George Babbitt, the influential editor of the Boston Herald wrote, “The buzzards will please keep aloof from Buzzards Bay.”
On July 8, the same day many of these stories appeared, Attorney General Richard Olney went to Gray Gables to help the president prepare his message on the repeal of the Silver Purchase Act for the special session of Congress. Olney had been trying to get an appointment with Cleveland for two weeks without success. He knew nothing of the president’s condition, and when he finally met with him at Gray Gables, he was shocked by what he saw:
[The president] had changed a great deal in appearance, lost a great deal of flesh, and his mouth was so stuffed with antiseptic wads that he could hardly articulate. The first utterance that I understood was something like this: “My God, Olney, they nearly killed me.” He did not talk much, was very depressed, and at that time acted, and I believe he felt, as if he did not expect to recover.
Grover handed Olney what he had written so far. It amounted to just twenty or thirty lines. “He was very depressed about the progress he was making and complained that his mind would not work, and, upon my suggestion that I might perhaps be of assistance, was evidently much relieved.” For the next two or three days, Olney stayed at Gray Gables, drafting a message that, he later claimed, “was approved by Mr. Cleveland practically as drawn.”*
Olney found the visit very distressing. He was now the only member of the cabinet besides Lamont who really knew what was going on. He was, of course, sworn to secrecy, and required, like everybody else privy to that information, to prevaricate. After he met with t
he president, Olney told reporters that “Mr. Cleveland was doing finely, was in good spirits, and apparently enjoying excellent health, and that his illness was all confined to his knee and foot.”

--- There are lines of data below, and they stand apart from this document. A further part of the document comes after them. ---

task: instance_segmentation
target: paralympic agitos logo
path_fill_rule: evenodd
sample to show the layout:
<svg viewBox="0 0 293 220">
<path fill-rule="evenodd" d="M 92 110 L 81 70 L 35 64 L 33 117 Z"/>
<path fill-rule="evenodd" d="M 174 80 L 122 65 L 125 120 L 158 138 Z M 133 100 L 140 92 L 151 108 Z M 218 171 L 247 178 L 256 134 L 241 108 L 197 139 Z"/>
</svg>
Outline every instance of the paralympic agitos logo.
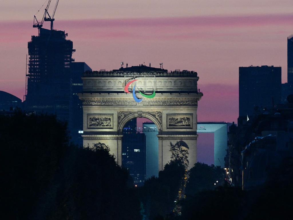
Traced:
<svg viewBox="0 0 293 220">
<path fill-rule="evenodd" d="M 124 91 L 125 91 L 125 92 L 127 92 L 127 93 L 130 93 L 130 92 L 128 91 L 128 87 L 129 87 L 129 86 L 131 84 L 137 81 L 137 79 L 134 79 L 127 83 L 125 85 L 125 87 L 124 87 Z M 134 84 L 134 85 L 133 86 L 133 89 L 132 90 L 132 95 L 133 97 L 133 98 L 134 99 L 134 100 L 135 100 L 137 102 L 139 102 L 142 100 L 142 99 L 143 98 L 139 99 L 136 97 L 136 96 L 135 95 L 135 86 L 136 86 L 136 83 Z M 155 90 L 154 90 L 154 92 L 151 95 L 146 95 L 145 94 L 143 93 L 139 90 L 138 90 L 138 92 L 141 95 L 144 97 L 145 97 L 148 99 L 151 99 L 152 98 L 156 96 L 156 92 Z"/>
</svg>

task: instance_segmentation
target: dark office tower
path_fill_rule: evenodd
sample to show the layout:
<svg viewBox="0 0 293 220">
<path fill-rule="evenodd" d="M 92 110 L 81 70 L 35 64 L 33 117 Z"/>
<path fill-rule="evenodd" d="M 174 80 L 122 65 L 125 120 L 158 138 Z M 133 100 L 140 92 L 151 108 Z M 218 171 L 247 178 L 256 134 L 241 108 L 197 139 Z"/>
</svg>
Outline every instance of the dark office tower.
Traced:
<svg viewBox="0 0 293 220">
<path fill-rule="evenodd" d="M 143 185 L 146 173 L 145 135 L 125 133 L 122 146 L 122 166 L 128 170 L 135 184 Z"/>
<path fill-rule="evenodd" d="M 293 35 L 287 38 L 287 82 L 293 84 Z"/>
<path fill-rule="evenodd" d="M 40 28 L 28 43 L 27 110 L 56 114 L 72 126 L 70 63 L 72 42 L 64 31 Z"/>
<path fill-rule="evenodd" d="M 72 93 L 72 123 L 71 137 L 75 143 L 82 145 L 82 138 L 80 131 L 83 130 L 82 102 L 77 94 L 82 90 L 81 77 L 84 73 L 92 69 L 84 62 L 72 62 L 70 64 L 71 76 Z"/>
<path fill-rule="evenodd" d="M 134 119 L 123 128 L 122 166 L 128 170 L 134 184 L 141 186 L 146 179 L 146 136 L 136 132 L 136 124 Z"/>
<path fill-rule="evenodd" d="M 273 66 L 239 67 L 239 118 L 270 111 L 281 103 L 281 72 Z"/>
</svg>

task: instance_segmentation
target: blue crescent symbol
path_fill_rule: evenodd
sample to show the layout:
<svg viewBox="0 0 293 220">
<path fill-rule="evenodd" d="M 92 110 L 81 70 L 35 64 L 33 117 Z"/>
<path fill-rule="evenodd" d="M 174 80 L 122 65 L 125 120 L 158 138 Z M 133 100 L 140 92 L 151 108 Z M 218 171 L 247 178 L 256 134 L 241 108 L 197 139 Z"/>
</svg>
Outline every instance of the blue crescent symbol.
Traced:
<svg viewBox="0 0 293 220">
<path fill-rule="evenodd" d="M 141 101 L 142 100 L 143 98 L 141 99 L 138 99 L 137 97 L 135 95 L 135 86 L 136 85 L 136 84 L 134 84 L 134 86 L 133 87 L 133 89 L 132 90 L 132 96 L 133 97 L 133 98 L 134 99 L 134 100 L 137 102 L 139 102 Z"/>
</svg>

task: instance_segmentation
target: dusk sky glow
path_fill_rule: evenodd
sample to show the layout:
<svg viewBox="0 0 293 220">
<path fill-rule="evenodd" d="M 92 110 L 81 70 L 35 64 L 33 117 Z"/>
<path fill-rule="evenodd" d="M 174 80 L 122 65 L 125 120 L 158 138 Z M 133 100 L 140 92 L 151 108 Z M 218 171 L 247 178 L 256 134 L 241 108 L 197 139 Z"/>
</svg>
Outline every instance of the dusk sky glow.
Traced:
<svg viewBox="0 0 293 220">
<path fill-rule="evenodd" d="M 0 90 L 21 99 L 27 42 L 38 34 L 33 16 L 44 1 L 4 0 L 0 8 Z M 54 28 L 68 33 L 75 61 L 94 70 L 123 61 L 197 72 L 198 121 L 236 121 L 239 67 L 280 66 L 287 82 L 292 9 L 289 0 L 60 0 Z"/>
</svg>

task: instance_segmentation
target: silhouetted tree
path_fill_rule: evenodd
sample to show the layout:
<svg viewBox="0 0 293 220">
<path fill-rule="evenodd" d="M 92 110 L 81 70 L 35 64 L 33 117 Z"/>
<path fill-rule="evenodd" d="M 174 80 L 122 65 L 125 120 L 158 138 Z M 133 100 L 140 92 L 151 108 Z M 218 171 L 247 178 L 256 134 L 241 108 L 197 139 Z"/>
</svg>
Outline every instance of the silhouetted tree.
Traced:
<svg viewBox="0 0 293 220">
<path fill-rule="evenodd" d="M 166 164 L 159 177 L 147 180 L 139 189 L 139 197 L 144 204 L 145 214 L 149 219 L 163 219 L 174 208 L 174 200 L 181 187 L 185 168 L 178 160 Z"/>
<path fill-rule="evenodd" d="M 222 185 L 224 170 L 220 166 L 213 164 L 209 166 L 199 162 L 195 164 L 189 170 L 189 177 L 185 189 L 186 196 L 194 195 L 201 191 L 213 189 Z"/>
<path fill-rule="evenodd" d="M 129 174 L 108 146 L 69 141 L 54 116 L 0 116 L 1 219 L 141 219 Z"/>
</svg>

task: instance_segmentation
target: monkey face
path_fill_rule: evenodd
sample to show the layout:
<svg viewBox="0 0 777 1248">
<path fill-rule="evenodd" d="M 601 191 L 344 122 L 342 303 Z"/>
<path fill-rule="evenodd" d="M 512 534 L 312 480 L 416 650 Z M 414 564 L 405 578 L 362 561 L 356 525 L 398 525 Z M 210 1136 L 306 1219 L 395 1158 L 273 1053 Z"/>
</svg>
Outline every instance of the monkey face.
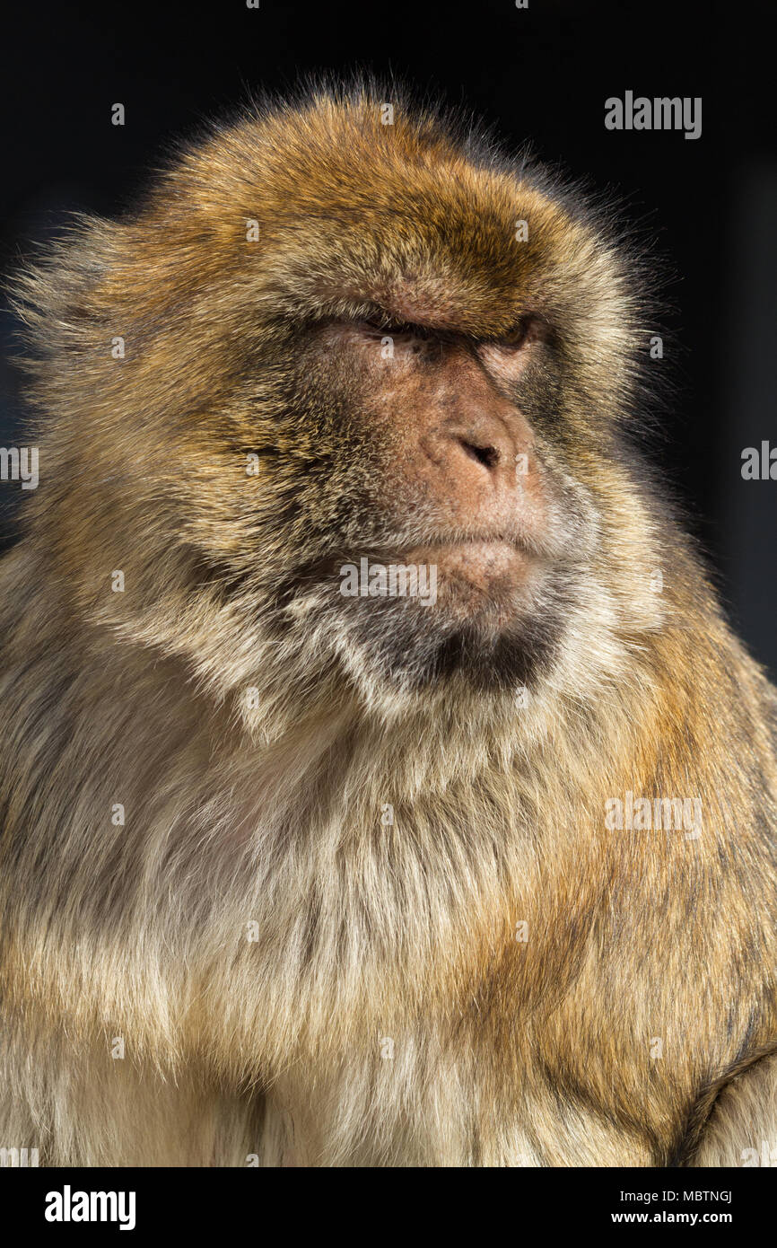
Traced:
<svg viewBox="0 0 777 1248">
<path fill-rule="evenodd" d="M 551 329 L 525 317 L 479 339 L 375 311 L 318 327 L 304 357 L 333 404 L 333 512 L 347 500 L 348 518 L 297 592 L 323 595 L 344 650 L 389 681 L 531 683 L 590 540 L 580 492 L 521 404 L 533 373 L 546 389 Z"/>
</svg>

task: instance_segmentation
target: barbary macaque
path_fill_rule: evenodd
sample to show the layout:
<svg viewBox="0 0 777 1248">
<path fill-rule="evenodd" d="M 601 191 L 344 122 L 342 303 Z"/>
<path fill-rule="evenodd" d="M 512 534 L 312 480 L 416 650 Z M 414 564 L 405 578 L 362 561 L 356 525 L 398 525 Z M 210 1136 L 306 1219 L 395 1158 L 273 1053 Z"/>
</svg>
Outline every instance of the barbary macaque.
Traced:
<svg viewBox="0 0 777 1248">
<path fill-rule="evenodd" d="M 384 102 L 257 107 L 17 280 L 0 1143 L 740 1166 L 777 704 L 639 447 L 647 265 Z"/>
</svg>

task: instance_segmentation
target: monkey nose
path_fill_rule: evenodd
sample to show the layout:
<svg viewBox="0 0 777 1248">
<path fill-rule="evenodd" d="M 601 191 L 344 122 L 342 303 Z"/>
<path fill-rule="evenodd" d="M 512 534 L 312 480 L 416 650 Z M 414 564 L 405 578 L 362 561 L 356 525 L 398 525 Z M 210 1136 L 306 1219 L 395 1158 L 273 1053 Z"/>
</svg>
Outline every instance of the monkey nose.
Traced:
<svg viewBox="0 0 777 1248">
<path fill-rule="evenodd" d="M 529 423 L 515 409 L 470 411 L 428 428 L 415 463 L 405 464 L 422 497 L 455 528 L 524 532 L 541 525 L 544 512 L 543 473 L 533 446 Z"/>
</svg>

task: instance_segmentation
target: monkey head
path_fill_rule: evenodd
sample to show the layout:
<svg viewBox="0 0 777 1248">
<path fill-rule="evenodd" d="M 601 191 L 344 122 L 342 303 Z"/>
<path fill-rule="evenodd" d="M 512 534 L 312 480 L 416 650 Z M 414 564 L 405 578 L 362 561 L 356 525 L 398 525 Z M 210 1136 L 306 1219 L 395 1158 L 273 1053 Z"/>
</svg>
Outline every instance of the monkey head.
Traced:
<svg viewBox="0 0 777 1248">
<path fill-rule="evenodd" d="M 543 171 L 384 115 L 261 110 L 26 280 L 40 523 L 81 613 L 266 708 L 595 683 L 655 610 L 627 266 Z"/>
</svg>

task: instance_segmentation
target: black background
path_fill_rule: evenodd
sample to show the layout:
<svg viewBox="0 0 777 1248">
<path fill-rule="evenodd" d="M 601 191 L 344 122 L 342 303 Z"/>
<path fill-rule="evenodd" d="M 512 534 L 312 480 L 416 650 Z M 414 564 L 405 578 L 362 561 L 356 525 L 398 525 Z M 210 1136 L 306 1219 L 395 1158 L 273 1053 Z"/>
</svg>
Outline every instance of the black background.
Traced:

It was all balderdash. As Robert O’Brien revealed, the president was still bedridden as late as July 7. And according to Olney’s account, Cleveland was not yet fitted with a prosthetic device on July 8, presumably because his wound was not sufficiently healed. The president could barely speak and most certainly couldn’t eat solid foods. Olney’s account also confirms that Cleveland, a notorious workaholic, was still virtually incapable of executing his official duties.
But Cleveland was blessed with a strong constitution and he recovered from the surgery with surprising swiftness. His kidney disease was not aggravated by the ether. He suffered no postoperative infections. Dr. Bryant was amazed by the rapidity with which his patient seemed to heal. On the afternoon of Monday, July 10, the president ventured out in public for the first time since the operation nine days earlier. Accompanied by Lamont and Bryant, he went fishing in his catboat, the Ruth. The party sailed about five miles down the bay and anchored off a small peninsula called Wings Neck. They spent several hours casting and were rewarded with a haul of scup, blackfish, and bass. As they were sailing for home, a boat filled with reporters caught up with them.
“What luck today?” one of the reporters shouted.